For more technologies supported by Talend, see Talend components.
The tDataprepRun component allows you to reuse an existing preparation made in Talend Data Preparation, directly in a data integration, Spark Batch or Spark Streaming Job. In other words, you can operationalize the process of applying a preparation to input data with the same model.
A good practice when using Talend Data Preparation is to set up at least two environments to work with: a development one, and a production one for example. When a preparation is ready on the development environment, you can use the Import/Export Preparation feature to promote it to the production environment, that has a different URL. For more information, see the section about promoting a preparation across environments.
Following this logic, you will likely find yourself with a preparation that has the same name
on different environments.
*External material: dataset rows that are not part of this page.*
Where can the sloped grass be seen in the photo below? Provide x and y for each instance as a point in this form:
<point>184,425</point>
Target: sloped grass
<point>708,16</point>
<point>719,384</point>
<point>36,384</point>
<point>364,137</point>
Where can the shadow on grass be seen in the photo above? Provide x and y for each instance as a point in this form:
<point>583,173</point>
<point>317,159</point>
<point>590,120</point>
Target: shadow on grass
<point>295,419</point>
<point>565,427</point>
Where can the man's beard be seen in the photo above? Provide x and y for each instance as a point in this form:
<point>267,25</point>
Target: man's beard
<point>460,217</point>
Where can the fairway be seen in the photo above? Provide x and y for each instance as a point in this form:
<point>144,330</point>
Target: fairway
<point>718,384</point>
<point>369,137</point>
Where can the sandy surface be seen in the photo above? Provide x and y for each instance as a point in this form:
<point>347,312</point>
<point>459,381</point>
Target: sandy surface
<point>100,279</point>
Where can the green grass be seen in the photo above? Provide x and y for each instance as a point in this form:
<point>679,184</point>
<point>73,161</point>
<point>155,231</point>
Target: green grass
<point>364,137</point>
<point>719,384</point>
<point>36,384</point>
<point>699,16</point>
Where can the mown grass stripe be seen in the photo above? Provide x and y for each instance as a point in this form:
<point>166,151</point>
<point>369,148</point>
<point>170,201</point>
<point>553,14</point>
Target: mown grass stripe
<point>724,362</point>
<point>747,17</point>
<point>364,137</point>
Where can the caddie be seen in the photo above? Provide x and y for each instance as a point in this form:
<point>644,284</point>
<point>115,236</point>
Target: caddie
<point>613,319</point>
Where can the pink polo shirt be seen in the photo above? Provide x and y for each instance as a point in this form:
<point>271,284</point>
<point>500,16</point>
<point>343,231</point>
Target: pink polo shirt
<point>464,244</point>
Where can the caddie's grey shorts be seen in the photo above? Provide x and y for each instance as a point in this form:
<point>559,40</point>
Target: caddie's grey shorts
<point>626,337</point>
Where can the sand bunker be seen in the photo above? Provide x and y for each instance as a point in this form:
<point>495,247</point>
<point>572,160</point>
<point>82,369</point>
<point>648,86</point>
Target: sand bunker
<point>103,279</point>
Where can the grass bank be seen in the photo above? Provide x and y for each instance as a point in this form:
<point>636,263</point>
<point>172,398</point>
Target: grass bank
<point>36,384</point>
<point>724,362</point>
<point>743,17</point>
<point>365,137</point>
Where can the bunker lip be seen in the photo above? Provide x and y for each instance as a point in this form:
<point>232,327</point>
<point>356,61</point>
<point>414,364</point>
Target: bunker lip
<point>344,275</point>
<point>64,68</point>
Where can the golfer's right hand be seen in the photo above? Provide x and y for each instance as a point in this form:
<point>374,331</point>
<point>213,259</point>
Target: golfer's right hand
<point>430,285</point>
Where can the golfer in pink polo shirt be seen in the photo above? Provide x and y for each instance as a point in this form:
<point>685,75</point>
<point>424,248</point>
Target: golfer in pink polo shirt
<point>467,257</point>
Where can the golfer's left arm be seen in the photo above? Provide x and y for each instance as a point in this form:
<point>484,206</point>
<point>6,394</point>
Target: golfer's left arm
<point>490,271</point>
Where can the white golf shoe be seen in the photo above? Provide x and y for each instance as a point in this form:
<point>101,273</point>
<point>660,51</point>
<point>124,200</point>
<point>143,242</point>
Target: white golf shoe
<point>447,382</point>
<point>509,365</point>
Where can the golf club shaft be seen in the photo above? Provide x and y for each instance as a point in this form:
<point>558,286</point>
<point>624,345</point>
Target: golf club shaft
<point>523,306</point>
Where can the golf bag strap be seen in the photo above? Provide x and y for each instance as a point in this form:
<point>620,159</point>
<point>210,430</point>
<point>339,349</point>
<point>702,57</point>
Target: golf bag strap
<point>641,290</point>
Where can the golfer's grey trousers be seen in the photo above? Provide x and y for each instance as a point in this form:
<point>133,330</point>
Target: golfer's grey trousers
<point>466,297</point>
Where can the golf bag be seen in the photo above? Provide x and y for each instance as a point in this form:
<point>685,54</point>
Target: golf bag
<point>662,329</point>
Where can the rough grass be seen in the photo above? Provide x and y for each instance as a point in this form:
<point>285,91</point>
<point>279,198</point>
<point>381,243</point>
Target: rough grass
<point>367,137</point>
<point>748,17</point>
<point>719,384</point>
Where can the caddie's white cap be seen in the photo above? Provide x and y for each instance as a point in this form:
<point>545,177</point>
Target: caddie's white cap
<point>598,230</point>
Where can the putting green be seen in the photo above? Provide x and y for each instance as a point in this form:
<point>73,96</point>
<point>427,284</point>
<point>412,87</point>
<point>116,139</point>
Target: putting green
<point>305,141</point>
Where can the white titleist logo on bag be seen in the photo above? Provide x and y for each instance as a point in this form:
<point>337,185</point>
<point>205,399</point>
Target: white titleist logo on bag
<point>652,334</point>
The thing is that preparations are not actually identified by their
name, but rather by a technical id, such as
prepid=faf4fe3e-3cec-4550-ae0b-f1ce108f83d5. As a consequence, what you
really have is two dinstinct preparations, each with its specific id.
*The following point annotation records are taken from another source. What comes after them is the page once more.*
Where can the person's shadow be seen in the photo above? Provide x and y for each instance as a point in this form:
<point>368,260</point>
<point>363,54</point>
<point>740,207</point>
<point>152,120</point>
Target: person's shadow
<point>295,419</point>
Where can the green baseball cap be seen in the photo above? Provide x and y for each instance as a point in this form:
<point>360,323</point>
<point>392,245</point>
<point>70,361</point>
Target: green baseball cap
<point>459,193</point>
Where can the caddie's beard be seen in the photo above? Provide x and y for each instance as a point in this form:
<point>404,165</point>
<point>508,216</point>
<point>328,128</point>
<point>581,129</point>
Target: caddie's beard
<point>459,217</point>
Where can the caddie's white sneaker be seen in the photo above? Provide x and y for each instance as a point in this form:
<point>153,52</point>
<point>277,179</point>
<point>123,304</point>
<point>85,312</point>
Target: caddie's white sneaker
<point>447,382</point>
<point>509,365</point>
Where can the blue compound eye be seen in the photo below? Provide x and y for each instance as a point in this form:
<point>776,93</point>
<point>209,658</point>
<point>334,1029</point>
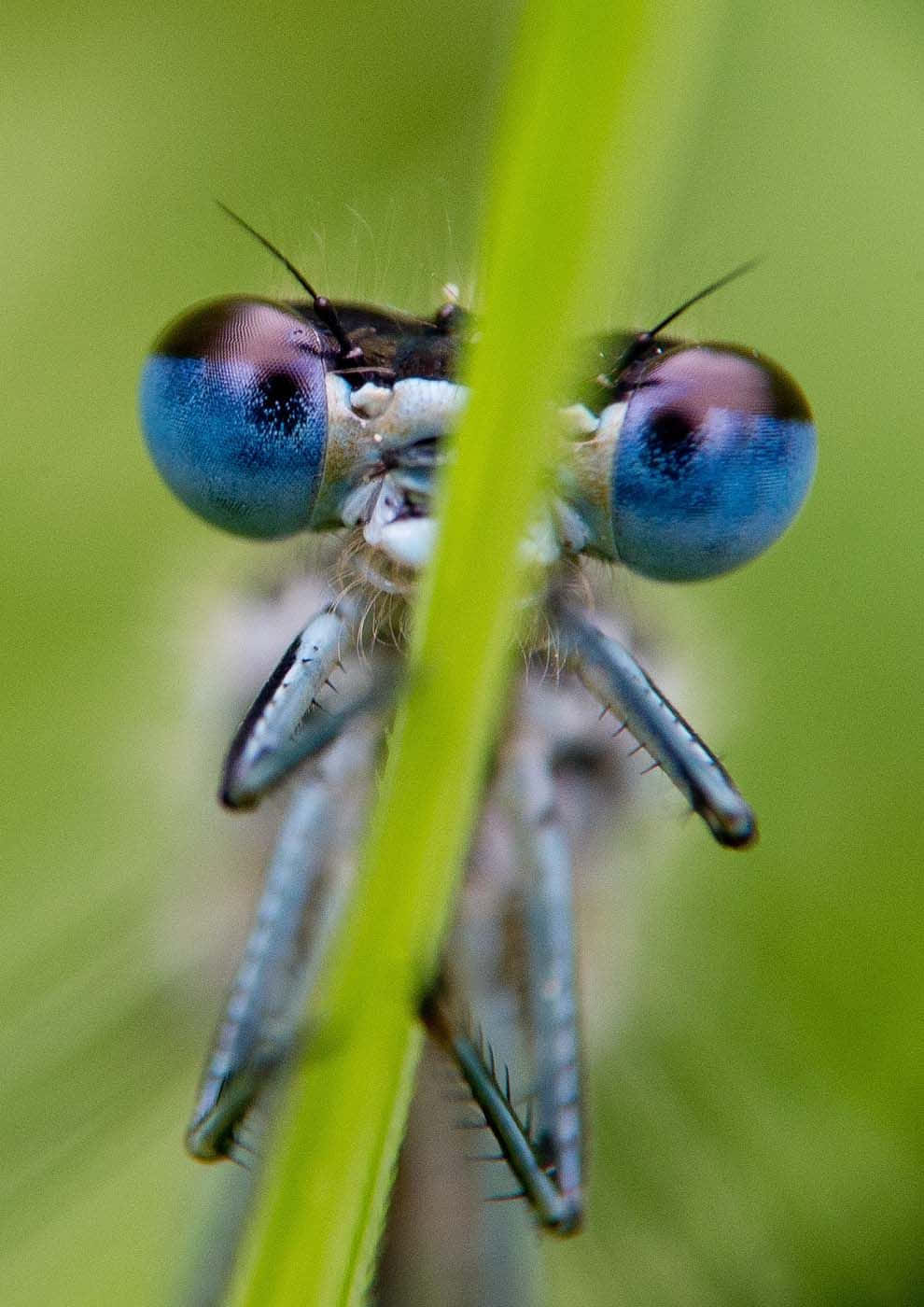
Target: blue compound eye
<point>714,459</point>
<point>234,411</point>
In case you wanted to operationalize this recipe in a Talend Job using the regular preparation selection properties, you would actually need two Jobs: one for the preparation on the development environment, with a specific url and id, and a second one for the production environment, with different parameters.
Through the use the Dynamic preparation selection checkbox and some context variables, you will be able to use a single Job to run your preparation, regardless of the environment. Indeed, the dynamic preparation selection relies on the preparation path in Talend Data Preparation, and not on the preparation id.
You will be able to use a single Job definition to later deploy on your development or production environment
The following scenario creates a simple Job that:
- Receives data from a local CSV file containing customers data
- Dynamically retrieves an existing preparation based on its path and environment
- Applies the preparation on the input data
- Outputs the prepared data into a MySQL database.
In this example, the customers_leads preparation has been created beforehand in Talend Data Preparation. This simple preparation was created on a dataset that has the same schema as the CSV file used as input for this Job, and its purpose is to remove invalid values from your customers data.